UN: 'Intense response needed for western Sierra Leone, Guinea-Mali border'

New York, US (PANA)   - The UN Special Envoy on Ebola, Dr. David Nabarro, said on Tuesday that the UN is currently focusing attention on bringing down the high levels of transmission in western Sierra Leone and ensuring that cases do not cross the border from Guinea into neighbouring Mali.

Dr.

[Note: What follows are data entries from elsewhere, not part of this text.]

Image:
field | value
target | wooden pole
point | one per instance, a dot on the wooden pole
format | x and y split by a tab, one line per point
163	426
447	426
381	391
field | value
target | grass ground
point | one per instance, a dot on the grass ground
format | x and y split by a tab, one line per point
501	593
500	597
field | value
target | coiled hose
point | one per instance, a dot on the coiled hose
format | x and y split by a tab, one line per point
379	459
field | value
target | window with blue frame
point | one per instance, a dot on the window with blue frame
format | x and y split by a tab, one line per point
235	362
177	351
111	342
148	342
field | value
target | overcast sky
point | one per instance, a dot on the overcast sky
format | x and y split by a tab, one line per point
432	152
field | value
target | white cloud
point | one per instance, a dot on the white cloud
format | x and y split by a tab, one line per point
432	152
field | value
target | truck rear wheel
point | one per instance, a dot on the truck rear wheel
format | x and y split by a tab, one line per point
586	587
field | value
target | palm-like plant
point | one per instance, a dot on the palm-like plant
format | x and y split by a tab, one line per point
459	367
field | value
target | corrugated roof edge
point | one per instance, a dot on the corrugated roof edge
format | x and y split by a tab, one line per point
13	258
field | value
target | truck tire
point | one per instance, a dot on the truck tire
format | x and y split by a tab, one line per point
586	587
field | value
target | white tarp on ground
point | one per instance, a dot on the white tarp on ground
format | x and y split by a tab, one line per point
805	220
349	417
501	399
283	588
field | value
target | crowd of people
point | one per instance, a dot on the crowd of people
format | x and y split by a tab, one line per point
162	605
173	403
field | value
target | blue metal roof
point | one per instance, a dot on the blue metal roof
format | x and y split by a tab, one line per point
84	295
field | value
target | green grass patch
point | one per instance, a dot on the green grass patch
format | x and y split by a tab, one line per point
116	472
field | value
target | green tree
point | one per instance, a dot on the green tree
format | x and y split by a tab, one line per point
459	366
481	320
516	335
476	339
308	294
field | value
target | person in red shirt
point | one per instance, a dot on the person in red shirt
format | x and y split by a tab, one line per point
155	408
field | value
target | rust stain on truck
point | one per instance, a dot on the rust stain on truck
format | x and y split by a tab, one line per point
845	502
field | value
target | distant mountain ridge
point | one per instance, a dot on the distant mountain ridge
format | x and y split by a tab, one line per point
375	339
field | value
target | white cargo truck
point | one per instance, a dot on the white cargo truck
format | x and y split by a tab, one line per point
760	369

Nabarro, who spoke via video link to the Council on Foreign Relations in Washington, DC, said: "The national response, with support from the international community is working, and real progress is being made."

He told the council members debating the response to the Ebola outbreak that he believed the needed capacity should be in place in the three most affected countries of Guinea, Liberia and Sierra Leone by the end of January next year.

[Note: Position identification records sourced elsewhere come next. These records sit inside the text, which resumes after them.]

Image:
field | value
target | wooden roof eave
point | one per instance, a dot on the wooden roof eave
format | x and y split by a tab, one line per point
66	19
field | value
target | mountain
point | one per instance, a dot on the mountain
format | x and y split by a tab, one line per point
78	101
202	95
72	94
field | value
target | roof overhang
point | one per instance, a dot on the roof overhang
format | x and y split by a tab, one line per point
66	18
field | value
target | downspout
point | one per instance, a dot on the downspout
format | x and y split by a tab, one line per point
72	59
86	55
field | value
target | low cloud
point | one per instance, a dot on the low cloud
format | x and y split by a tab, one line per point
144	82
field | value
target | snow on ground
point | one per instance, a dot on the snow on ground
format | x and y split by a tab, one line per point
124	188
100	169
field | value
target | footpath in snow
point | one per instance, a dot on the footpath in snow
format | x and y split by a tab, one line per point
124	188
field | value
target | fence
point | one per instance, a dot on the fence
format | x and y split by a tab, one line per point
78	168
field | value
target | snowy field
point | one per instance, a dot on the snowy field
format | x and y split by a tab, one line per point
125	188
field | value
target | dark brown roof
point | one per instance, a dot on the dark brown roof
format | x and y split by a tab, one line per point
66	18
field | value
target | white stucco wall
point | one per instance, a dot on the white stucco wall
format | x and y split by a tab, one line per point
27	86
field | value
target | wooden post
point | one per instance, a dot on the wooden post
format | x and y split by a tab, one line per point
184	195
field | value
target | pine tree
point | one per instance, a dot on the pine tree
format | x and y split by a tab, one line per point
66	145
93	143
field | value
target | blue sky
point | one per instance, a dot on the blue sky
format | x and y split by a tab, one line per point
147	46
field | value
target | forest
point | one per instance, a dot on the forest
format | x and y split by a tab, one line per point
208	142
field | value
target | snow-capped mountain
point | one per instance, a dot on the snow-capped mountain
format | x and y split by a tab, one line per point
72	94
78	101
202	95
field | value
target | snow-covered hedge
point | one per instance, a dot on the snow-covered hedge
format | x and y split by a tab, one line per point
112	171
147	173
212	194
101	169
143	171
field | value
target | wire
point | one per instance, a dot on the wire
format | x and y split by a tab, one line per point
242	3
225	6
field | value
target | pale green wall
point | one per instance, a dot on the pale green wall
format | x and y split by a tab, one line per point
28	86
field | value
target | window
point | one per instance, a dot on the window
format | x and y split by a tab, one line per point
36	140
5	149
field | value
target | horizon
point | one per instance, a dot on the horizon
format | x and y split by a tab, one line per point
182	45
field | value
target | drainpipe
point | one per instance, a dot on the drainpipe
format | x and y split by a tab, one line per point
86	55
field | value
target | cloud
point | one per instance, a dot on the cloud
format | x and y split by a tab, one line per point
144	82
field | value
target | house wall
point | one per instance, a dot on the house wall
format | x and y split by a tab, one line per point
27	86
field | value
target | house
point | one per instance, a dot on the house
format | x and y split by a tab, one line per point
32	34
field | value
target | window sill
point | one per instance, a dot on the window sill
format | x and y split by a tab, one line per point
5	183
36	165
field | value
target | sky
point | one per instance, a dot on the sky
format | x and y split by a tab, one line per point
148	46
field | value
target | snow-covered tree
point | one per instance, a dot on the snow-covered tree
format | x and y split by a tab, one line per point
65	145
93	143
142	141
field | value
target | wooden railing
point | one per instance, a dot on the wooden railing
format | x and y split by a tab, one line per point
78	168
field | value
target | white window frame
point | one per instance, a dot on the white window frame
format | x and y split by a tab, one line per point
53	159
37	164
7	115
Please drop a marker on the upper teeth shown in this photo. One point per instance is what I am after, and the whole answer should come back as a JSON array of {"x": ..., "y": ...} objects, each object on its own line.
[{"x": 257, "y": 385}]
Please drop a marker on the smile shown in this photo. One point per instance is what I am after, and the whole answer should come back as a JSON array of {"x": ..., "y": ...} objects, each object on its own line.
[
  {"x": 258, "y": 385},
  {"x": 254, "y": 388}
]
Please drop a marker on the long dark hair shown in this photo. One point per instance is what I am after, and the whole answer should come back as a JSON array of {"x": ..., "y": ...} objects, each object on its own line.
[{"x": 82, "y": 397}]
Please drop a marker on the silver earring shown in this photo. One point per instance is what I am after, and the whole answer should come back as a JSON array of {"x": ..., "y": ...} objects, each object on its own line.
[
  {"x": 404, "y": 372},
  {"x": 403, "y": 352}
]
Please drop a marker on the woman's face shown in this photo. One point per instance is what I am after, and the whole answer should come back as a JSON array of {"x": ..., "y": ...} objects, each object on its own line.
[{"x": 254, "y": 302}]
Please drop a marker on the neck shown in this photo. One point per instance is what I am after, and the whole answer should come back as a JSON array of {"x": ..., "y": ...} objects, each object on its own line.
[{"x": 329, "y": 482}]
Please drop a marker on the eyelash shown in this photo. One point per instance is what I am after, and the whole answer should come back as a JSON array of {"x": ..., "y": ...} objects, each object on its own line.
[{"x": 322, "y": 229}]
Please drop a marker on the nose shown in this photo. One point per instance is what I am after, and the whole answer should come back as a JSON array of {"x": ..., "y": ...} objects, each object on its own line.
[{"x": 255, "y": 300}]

He identified two areas of particular concern in the current battle to eradicate the Ebola in West Africa, with the first area of concern being western Sierra Leone, in particular, the capital Freetown, and Port Loko, where there are high levels of transmission and "a much more intense response is needed".

The UN envoy also explained the logistical difficulty of staffing the Ebola treatment units with 300 beds that required some 300 people.

He said the staff needed to change shifts every three to four hours because of the heat of the protective clothing, pointing out that each changeover was a dangerous moment, as was each interaction with patients, particularly with needles.

Dr. Nabarro said that some of the most experienced Ebola responders in the world were working in that area, together with UNMEER’s "Western Area Surge team", the Sierra Leonean government, the World Health Organization (WHO) and partners to ensure there were enough beds and burial teams.

The second concern, he noted, was the northern part of the interior of Guinea, known as Guinea Forestiere, adding "UNMEER is also working very closely with Mali to ensure cases do not cross the border and if they do, that they could be dealt with very quickly."

He said that he had been working closely on that with the President of Mali, as well as with the UN peacekeepers stationed there to curb the Ebola outbreak and its spread.

On a positive note, Dr. Nabarro drew attention to the N’Zerekore Treatment Centre in Guinea headed by a doctor from Niger.

He described it as "a truly extraordinary" example of international, African and local cooperation, built with money from the European Union and constructed in 25 days of 24-hour shifts by the UN World Food Programme (WFP) with Red Cross volunteers and others there.

The envoy also stressed that, "communities are at the heart of the Ebola response and you could not do this without local community involvement".

Dr. Nabarro said he was very pleased with the response from the UN family, as well as the global response, stating that, African countries, small and large, had rallied their resources to fight the epidemic that had affected 17,800 people and left 6,331 dead.

On the kinds of people being sought in the response, he said that, "they are those with clinical skills to treat patients, those with epidemiological skills to follow the disease and its progression, those with anthropological skills to understand community challenges and those with managerial skills to ensure proper management of different parts of the response".

Meanwhile, in a message to a special meeting of the Association of Southeast Asian Nations
(ASEAN) on Ebola preparedness in Bangkok, Thailand, the head of the UN Mission for Ebola
Emergency Response (UNMEER), Anthony Banbury, drew attention to the need for more
international responders as part of the district-by-district strategy.

"We need logisticians, information management people, we need epidemiologists. In this war
that we are fighting now, our most valuable soldiers are epidemiologists, people who can
understand this disease, who can help us hunt it down, who can work in the villages and
identify any new outbreak so that we can quickly respond and bring it under control,"
Mr. Banbury said.

He said what was lacking in the response were trained epidemiologists to work in the field,
and he urged ASEAN countries to send health care works to fight Ebola in West Africa.